I made the decision to fight my Parkinson’s. I spoke with someone from the Parkinson’s Foundation and received information that answered many of my questions, as well as, gave me names of doctors and hospitals that specialized in PD.
After more than ten years of being in pain daily, my doctor has me on the correct Parkinson medication and for now I’m almost pain free. In the reading material from the PD foundation one message came through loud and clear, the importance of exercise. This is where I first heard of Rock Steady Boxing. I couldn’t grasp how boxing would help. After all, I stopped yoga because I couldn’t balance. But I was willing to give it a try.

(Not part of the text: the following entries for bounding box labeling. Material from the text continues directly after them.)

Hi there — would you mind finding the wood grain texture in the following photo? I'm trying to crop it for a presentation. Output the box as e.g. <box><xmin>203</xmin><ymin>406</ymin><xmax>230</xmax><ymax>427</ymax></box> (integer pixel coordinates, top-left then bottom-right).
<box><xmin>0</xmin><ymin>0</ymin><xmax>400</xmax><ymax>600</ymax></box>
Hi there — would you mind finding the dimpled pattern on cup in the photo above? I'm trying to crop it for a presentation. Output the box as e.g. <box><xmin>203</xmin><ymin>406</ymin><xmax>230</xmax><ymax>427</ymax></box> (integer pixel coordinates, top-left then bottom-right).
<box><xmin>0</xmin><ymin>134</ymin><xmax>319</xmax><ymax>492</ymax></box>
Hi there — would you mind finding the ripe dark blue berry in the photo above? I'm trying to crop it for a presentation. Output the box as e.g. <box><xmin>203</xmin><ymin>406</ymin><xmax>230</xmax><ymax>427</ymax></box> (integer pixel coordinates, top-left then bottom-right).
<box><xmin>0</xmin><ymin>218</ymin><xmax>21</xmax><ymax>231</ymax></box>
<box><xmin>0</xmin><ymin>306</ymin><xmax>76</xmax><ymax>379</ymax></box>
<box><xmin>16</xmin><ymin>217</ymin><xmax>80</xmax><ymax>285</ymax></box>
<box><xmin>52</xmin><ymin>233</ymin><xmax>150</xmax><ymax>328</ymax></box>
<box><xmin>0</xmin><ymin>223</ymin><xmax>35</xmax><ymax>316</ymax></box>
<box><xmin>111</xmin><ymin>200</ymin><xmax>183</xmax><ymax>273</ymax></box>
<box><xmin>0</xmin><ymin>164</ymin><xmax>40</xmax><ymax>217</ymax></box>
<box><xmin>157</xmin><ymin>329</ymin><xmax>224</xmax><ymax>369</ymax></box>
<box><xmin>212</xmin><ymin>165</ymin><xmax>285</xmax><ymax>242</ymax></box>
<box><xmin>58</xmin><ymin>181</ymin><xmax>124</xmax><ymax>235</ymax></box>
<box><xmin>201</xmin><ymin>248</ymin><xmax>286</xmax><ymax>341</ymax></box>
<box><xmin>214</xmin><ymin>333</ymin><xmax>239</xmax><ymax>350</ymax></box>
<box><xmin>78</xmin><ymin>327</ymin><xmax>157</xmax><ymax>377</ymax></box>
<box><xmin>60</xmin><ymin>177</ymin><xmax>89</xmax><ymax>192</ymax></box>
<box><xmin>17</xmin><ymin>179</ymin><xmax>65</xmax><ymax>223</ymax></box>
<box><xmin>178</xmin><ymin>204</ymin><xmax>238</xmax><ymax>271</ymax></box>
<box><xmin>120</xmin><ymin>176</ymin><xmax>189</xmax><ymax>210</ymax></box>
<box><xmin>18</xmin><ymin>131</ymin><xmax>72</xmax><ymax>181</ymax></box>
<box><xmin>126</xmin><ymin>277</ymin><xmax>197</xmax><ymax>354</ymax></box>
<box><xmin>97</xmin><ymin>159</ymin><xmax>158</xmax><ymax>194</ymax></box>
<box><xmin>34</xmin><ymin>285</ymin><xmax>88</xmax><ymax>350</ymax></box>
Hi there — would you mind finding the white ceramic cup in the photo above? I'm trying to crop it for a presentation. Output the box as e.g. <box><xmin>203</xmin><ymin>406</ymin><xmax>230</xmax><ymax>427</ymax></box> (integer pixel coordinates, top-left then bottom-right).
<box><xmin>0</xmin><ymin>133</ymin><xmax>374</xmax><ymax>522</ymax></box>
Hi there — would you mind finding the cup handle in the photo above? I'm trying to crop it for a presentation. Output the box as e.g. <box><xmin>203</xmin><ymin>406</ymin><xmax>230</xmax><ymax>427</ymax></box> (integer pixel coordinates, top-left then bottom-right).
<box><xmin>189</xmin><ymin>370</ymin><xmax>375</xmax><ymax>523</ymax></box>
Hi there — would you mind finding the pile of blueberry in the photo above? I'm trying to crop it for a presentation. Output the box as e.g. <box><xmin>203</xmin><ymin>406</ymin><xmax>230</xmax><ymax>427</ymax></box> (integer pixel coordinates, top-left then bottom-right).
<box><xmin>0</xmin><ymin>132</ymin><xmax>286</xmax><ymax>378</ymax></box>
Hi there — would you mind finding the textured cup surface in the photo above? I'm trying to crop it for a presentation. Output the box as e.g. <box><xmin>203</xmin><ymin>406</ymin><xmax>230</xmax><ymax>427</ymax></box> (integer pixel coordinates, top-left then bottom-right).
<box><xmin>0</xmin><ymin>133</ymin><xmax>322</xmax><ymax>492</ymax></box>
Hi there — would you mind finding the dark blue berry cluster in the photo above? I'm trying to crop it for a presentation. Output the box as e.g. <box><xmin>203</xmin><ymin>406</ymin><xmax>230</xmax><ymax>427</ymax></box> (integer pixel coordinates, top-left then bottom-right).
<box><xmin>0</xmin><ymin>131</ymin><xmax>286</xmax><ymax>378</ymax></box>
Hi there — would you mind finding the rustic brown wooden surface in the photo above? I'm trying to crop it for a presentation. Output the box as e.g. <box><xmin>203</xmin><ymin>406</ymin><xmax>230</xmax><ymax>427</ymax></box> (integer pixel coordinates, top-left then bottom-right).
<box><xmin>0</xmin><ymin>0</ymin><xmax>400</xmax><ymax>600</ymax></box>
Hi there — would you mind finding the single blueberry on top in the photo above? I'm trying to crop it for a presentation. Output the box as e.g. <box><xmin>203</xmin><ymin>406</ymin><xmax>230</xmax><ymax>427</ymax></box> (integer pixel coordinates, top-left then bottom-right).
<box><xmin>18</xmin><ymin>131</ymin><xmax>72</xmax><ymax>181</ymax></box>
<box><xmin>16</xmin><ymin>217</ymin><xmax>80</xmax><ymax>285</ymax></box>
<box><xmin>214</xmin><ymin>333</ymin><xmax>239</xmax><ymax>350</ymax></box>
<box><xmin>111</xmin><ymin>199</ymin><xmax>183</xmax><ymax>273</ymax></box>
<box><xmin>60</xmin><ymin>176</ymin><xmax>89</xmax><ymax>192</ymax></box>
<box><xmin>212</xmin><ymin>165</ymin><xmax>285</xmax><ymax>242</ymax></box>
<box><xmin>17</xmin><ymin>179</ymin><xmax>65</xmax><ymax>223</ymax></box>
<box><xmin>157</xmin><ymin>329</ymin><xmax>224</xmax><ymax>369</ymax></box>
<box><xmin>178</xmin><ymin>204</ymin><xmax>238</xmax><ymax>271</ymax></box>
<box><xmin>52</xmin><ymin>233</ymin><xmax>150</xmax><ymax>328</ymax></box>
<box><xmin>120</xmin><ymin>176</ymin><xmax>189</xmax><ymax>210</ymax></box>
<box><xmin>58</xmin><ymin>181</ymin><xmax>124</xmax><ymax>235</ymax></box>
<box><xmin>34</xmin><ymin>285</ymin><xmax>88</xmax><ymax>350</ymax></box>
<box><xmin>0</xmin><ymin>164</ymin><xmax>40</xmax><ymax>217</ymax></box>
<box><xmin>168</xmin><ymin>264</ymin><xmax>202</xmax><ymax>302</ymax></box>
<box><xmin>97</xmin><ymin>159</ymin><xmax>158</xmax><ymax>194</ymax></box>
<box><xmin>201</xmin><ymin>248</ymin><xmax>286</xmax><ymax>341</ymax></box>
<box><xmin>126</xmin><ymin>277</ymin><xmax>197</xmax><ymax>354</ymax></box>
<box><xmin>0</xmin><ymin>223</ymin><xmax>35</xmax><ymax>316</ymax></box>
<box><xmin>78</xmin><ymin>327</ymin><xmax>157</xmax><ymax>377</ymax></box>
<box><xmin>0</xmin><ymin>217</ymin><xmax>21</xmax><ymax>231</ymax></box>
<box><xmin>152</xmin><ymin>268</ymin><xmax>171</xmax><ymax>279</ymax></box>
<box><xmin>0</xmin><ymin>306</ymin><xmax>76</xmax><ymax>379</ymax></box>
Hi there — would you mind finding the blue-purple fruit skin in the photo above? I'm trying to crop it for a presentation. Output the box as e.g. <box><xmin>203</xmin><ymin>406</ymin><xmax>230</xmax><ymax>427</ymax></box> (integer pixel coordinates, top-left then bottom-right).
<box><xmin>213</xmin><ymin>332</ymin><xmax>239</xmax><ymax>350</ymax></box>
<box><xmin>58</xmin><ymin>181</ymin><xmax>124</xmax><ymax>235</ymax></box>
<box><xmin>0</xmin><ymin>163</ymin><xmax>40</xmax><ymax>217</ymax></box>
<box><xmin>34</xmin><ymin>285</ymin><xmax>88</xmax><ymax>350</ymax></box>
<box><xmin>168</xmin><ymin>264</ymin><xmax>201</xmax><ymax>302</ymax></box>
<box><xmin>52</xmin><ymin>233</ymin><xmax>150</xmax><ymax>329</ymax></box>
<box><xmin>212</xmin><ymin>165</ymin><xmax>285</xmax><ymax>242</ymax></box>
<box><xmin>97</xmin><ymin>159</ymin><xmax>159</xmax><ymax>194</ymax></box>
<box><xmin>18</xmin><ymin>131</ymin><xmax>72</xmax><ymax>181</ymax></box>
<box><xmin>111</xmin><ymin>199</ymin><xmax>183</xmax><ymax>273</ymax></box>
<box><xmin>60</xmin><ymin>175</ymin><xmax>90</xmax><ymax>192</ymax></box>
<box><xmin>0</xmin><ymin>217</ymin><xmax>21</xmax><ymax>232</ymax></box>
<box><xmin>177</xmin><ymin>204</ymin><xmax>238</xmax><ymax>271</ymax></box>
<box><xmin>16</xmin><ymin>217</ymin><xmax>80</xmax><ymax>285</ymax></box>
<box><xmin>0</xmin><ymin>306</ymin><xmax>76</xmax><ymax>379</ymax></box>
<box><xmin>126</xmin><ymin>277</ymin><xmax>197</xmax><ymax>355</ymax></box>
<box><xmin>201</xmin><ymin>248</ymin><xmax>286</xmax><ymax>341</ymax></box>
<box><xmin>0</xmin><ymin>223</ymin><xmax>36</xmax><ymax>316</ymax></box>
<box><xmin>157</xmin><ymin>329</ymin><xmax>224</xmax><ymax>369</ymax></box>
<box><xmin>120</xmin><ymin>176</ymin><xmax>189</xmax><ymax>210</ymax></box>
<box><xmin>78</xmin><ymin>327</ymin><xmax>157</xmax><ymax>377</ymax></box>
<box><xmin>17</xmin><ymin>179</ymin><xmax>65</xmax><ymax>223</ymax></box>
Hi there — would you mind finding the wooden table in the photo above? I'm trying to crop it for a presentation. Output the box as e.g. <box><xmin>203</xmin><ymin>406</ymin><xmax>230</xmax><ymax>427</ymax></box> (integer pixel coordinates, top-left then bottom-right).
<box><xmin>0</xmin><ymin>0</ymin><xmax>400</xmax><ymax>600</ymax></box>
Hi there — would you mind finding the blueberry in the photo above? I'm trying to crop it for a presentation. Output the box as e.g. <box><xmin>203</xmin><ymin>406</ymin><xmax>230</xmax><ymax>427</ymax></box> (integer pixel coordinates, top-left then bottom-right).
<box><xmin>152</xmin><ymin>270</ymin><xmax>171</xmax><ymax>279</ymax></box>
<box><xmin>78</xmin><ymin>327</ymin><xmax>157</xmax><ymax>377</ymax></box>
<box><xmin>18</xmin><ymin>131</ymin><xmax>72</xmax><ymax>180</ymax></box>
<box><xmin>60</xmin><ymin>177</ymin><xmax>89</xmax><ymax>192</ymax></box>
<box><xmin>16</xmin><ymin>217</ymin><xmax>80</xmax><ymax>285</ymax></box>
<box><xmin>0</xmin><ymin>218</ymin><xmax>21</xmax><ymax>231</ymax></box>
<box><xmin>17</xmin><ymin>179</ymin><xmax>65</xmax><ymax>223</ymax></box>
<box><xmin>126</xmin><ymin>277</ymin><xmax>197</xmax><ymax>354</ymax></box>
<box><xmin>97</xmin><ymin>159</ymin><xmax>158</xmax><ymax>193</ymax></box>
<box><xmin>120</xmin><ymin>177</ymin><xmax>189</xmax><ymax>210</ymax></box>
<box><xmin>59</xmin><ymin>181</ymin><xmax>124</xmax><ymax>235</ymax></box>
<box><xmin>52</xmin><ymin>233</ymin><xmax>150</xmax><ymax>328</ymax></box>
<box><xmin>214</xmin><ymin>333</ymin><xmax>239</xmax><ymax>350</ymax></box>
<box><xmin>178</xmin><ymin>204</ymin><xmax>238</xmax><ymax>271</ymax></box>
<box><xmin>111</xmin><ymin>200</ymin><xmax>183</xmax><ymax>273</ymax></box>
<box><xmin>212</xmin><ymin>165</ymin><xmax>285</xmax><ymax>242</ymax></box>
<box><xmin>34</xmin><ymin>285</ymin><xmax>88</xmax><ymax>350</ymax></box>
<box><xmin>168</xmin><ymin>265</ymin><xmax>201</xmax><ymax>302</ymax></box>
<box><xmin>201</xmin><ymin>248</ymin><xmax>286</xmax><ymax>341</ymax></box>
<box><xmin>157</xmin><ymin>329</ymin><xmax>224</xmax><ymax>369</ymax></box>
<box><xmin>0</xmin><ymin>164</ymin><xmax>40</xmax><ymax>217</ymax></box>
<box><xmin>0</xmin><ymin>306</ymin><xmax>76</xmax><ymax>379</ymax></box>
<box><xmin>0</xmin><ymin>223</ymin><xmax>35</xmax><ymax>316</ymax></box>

I started my boxing class one month ago and I already feel its benefits. In class I have met other people with PD and I enjoy talking to them. It is funny that it took getting Parkinson’s to finally meet people in my new home state. In class I feel strong and healthy. I can’t believe the exercises I am now capable of doing.
Rock Steady has changed my perception. I now understand that it is possible to have a productive, joyful life with PD. I attribute Rock Steady Boxing to helping me to have a new positive outlook. I look forward to going to class.
Soon after being informed that I had Parkinson I remembered talking to a high school classmate of mine at our 50th reunion. He had been dealing with the same condition for several years. He told me about participating in a boxing program at a Y in Carey NC. He found the same program whren he and his wife moved to KY. He works out at the directed sessions and on his own, typically 6 days per week. When leaving the pool after a morning swim I picked up a copy of a flyer announcing the program.
The program is a very positive experience. I am surrounded by many people very similar to me. We openly share experiences. Tremors are not the only physical/mental signs of Parkinson. Our balance, our speed of actions, our arm swings etc. deteriorate. Our workouts are designed to slow the progression of the signs. One of my treatment team members said that the very fact that people were participating in such a program was a positive sign. The participants were not just hiding from view. They were actively working to maintain and improve their quality of life.